Hands in leather seized his left arm and spun him around. White flashlight speared his eyes. All around him, there was heavy movement in the mud, scuffling, panting. Torch beams were intersecting erratically in the rain.
When they let him go without an apology, he realized something had happened.
‘Oh shit.’ Panic scraping a young copper’s voice. ‘I can’t bleeding believe this.’
The initial stampede had been constrained. Procedure now. They were fanning out, covering the ground, lamp and torch beams pooling.
Someone had gone into the bungalow and put on all its lights. The whole compound was lit up now, multiple shadows climbing the windowless back wall of the garage.
‘Somebody,’ Bliss said through his teeth, ‘is going down for this.’ The hoarsened edge to his voice suggesting that he was getting worried it was going to be him.

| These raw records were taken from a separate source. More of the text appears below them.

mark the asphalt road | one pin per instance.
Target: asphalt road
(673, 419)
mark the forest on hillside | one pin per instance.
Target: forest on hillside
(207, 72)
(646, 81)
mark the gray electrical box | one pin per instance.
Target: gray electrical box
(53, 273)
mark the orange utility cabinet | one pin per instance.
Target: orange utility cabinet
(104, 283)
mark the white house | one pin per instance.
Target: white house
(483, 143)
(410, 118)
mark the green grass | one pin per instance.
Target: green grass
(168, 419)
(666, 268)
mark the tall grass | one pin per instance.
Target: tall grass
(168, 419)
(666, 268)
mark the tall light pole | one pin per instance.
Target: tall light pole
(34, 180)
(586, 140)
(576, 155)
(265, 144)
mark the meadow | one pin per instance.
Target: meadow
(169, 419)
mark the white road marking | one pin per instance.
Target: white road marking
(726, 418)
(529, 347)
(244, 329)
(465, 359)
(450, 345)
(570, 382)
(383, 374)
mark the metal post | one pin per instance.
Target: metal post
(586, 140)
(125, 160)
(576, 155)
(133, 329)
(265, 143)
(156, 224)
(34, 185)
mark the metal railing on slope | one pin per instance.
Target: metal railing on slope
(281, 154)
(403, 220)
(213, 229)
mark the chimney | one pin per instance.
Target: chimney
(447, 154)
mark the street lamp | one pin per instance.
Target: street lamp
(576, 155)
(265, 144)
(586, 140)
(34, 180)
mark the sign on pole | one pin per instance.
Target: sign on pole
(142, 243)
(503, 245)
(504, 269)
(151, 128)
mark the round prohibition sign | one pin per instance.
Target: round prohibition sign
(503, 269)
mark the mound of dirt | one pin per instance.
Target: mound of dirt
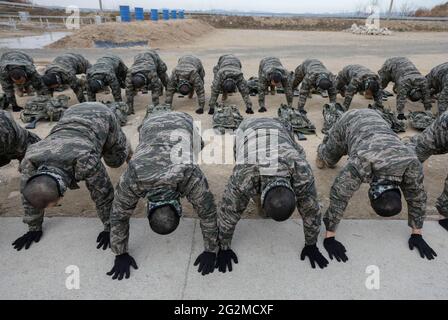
(157, 33)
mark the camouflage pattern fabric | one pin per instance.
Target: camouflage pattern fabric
(13, 59)
(154, 175)
(67, 66)
(268, 66)
(307, 75)
(189, 68)
(226, 117)
(298, 120)
(438, 85)
(87, 133)
(14, 140)
(249, 179)
(406, 77)
(375, 155)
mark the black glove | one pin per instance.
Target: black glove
(444, 223)
(336, 249)
(27, 239)
(312, 252)
(122, 266)
(425, 250)
(103, 240)
(224, 260)
(206, 262)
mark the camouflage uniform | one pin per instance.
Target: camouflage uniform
(251, 179)
(229, 67)
(434, 140)
(352, 79)
(189, 68)
(308, 74)
(406, 77)
(20, 59)
(376, 155)
(438, 84)
(14, 140)
(111, 71)
(267, 67)
(153, 69)
(152, 174)
(73, 150)
(67, 66)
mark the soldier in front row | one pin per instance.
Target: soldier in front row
(355, 78)
(378, 157)
(434, 141)
(64, 70)
(277, 186)
(187, 77)
(154, 174)
(272, 75)
(108, 71)
(228, 79)
(14, 140)
(17, 70)
(72, 152)
(408, 83)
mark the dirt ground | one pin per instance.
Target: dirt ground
(335, 49)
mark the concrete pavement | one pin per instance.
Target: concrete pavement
(269, 264)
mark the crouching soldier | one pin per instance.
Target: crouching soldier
(378, 157)
(312, 74)
(278, 186)
(63, 70)
(17, 70)
(108, 71)
(71, 153)
(272, 75)
(187, 77)
(355, 78)
(162, 180)
(14, 140)
(434, 141)
(438, 85)
(228, 78)
(408, 83)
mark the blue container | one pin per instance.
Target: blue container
(154, 14)
(139, 15)
(125, 14)
(166, 14)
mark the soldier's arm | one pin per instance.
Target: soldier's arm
(200, 196)
(345, 185)
(415, 195)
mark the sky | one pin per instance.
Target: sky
(284, 6)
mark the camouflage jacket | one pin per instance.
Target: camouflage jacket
(12, 59)
(405, 75)
(86, 133)
(307, 74)
(154, 174)
(251, 176)
(267, 67)
(111, 71)
(14, 140)
(67, 66)
(229, 67)
(189, 68)
(375, 154)
(438, 84)
(352, 79)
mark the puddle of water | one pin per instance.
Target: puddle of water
(32, 42)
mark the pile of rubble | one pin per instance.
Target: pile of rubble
(369, 29)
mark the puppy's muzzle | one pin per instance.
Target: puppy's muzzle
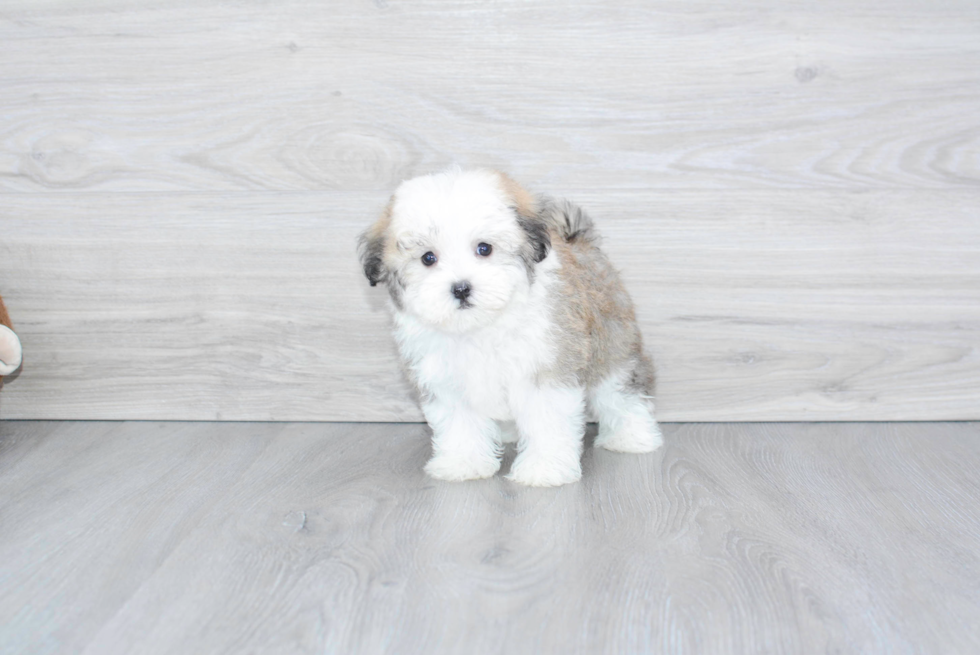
(462, 292)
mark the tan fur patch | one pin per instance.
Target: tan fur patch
(523, 201)
(594, 315)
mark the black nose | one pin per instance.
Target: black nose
(461, 290)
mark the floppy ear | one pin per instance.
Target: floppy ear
(538, 239)
(371, 246)
(529, 219)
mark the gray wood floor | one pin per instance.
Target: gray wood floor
(271, 537)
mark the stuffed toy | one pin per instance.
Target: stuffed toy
(10, 350)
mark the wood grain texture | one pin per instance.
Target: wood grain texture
(254, 307)
(305, 95)
(327, 538)
(791, 190)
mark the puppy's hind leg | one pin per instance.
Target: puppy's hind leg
(625, 414)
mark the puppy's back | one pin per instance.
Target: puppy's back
(592, 310)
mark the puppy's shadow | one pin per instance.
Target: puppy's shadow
(510, 450)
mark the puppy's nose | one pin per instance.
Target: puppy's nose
(461, 290)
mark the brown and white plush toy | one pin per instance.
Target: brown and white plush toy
(10, 350)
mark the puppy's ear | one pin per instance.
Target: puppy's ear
(371, 246)
(529, 219)
(538, 239)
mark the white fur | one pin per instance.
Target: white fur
(482, 369)
(626, 422)
(10, 351)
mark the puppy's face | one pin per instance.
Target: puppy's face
(455, 248)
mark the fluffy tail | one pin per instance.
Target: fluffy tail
(569, 221)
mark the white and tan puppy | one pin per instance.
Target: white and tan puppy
(512, 324)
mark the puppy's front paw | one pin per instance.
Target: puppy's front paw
(454, 468)
(538, 471)
(634, 435)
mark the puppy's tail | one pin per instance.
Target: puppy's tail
(568, 220)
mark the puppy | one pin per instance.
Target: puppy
(512, 324)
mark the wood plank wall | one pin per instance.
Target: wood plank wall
(791, 189)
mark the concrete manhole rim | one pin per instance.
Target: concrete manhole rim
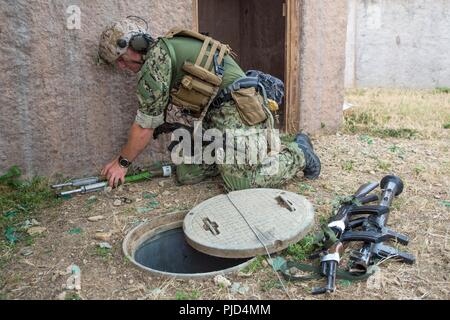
(178, 223)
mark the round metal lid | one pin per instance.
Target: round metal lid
(242, 223)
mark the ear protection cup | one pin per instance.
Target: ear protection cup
(140, 43)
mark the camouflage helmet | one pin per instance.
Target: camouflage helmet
(109, 50)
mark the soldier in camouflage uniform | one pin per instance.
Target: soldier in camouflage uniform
(157, 75)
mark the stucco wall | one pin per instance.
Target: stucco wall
(63, 113)
(60, 112)
(398, 43)
(322, 58)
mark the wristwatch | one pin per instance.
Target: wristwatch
(123, 162)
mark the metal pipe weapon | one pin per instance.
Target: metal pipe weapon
(94, 184)
(392, 186)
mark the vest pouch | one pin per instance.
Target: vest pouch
(198, 85)
(249, 105)
(191, 96)
(202, 73)
(196, 110)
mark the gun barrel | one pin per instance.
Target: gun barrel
(365, 189)
(77, 183)
(85, 189)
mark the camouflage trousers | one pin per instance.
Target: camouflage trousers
(244, 175)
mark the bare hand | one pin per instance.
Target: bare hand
(114, 173)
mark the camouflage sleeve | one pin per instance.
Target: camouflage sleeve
(154, 88)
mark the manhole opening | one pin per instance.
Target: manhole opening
(169, 252)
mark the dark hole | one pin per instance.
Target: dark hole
(169, 252)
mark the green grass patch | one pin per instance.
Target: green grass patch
(193, 295)
(103, 253)
(20, 200)
(347, 165)
(301, 250)
(270, 284)
(402, 133)
(72, 296)
(418, 169)
(440, 90)
(254, 266)
(366, 138)
(383, 165)
(305, 188)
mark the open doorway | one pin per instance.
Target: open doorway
(255, 29)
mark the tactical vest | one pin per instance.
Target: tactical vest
(201, 67)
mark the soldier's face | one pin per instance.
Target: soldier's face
(131, 60)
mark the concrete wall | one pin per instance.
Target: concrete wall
(60, 112)
(398, 43)
(63, 113)
(322, 57)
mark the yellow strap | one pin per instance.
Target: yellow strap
(211, 54)
(223, 49)
(202, 53)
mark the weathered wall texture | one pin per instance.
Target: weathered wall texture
(60, 112)
(322, 61)
(63, 113)
(398, 43)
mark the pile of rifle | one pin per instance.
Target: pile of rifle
(356, 221)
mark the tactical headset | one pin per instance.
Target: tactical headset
(139, 41)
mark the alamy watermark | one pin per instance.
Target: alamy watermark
(73, 21)
(231, 147)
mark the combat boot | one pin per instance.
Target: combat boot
(312, 166)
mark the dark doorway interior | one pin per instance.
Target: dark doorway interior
(255, 29)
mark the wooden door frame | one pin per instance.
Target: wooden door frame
(292, 11)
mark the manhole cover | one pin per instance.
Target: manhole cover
(244, 223)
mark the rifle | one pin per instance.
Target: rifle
(375, 226)
(341, 229)
(335, 231)
(93, 184)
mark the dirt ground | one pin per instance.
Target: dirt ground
(386, 132)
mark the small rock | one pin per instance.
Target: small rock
(293, 271)
(245, 275)
(238, 288)
(264, 263)
(27, 251)
(62, 296)
(105, 245)
(103, 236)
(244, 290)
(36, 231)
(156, 292)
(95, 218)
(222, 281)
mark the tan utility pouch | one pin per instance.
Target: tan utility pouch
(200, 86)
(197, 89)
(249, 105)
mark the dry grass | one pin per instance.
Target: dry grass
(395, 112)
(363, 151)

The hole in the grass lay abandoned. Someone had taken the case away. There was no stench of decaying flesh, but that didn’t mean there wasn’t a body down there, somewhere. Lol stayed away from the hole. Only Roddy Lodge could explain this, and he wasn’t around. Roddy Lodge had taken a personal decision that his presence here was no longer essential. He’d just walked away into the darkness.

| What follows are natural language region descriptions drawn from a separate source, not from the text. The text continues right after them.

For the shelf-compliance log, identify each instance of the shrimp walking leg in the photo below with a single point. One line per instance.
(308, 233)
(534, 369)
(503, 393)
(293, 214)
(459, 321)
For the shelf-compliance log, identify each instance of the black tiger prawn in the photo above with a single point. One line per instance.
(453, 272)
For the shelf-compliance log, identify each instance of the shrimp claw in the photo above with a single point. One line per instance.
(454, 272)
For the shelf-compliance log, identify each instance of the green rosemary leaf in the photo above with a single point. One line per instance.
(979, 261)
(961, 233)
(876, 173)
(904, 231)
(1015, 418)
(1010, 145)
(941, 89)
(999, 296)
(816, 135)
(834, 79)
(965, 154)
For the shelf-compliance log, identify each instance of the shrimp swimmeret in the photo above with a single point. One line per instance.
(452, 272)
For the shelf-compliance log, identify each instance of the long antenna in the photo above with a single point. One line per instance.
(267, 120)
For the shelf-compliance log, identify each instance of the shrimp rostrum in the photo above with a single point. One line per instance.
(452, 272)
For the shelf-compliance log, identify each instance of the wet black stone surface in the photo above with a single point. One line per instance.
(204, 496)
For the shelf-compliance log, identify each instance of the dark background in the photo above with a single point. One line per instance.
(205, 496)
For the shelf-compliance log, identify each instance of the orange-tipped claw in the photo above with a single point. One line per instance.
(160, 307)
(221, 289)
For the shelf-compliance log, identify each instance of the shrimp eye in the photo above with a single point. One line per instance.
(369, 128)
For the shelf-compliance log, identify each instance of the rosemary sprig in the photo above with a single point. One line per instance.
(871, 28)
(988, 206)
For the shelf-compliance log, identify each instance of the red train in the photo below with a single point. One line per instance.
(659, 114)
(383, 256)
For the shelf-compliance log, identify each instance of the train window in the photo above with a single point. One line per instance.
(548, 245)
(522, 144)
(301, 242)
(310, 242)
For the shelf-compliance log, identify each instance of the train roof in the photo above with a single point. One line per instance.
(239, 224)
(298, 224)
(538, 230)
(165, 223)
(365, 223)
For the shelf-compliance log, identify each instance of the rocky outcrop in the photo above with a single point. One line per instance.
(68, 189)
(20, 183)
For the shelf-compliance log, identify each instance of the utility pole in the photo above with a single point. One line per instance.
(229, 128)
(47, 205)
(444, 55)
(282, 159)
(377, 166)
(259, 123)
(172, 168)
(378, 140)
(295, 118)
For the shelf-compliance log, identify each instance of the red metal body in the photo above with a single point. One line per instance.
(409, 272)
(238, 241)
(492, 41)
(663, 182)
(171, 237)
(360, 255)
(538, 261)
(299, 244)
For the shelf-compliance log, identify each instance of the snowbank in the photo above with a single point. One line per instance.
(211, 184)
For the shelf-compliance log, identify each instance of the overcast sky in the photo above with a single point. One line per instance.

‘Can’t’ve got out of here,’ Mumford kept saying. ‘That’s for certain. I know this place now, end to end, and if everybody’s stayed in place, he can not have got out.’
‘You better be right, sunshine, for all our sakes.’ Bliss turned to the lawyer, ‘And if you —’
‘He was ill.’ Mr Nye had his arms folded and kept looking over his shoulder. Lol instinctively looked over his: how dangerous was Lodge? ‘He was ill ,’ the lawyer insisted. ‘There was no question at all that he was ill.’
‘I’m not feeling too marvellous meself, pal, and if I thought for one minute that when you asked for those handcuffs to come off—’
‘Don’t be absurd!’
This man’ – Bliss’s forefinger came out like a gun – ‘is a suspected multiple murderer . So don’t you go anywhere, Mr Nye.’
‘Is that a thr—?’
‘And who the fuck ,’ Bliss roared out, staring past Mr Nye, ‘let these bastards in?’
Maybe it was the kids driven away from the perimeter tape who’d spread the word. But it wasn’t just kids this time. Lol thought of a football crowd filing through turnstiles. Only with lamps and torches.
‘Jesus, it’s a fuckin’ circus !’
The group of people moving along the path on one side of the garage building was led by a tall woman in a long stock- man’s coat. A lone PC behind them spread his arms, helpless.
‘Sorry, sir, they—’
‘Get back to the entrance! Now! ’ Bliss walked up to the woman. ‘Mrs Sollars, you should know better than this. We’re not running a funfair here.’
‘Then what are you running?’ a man demanded. ‘You’ve spent the whole day digging up people’s gardens with abandon. I suppose you thought you were being discreet.’ He looked down at two children. ‘Miles… Ffion… home, please. I did ask you before.’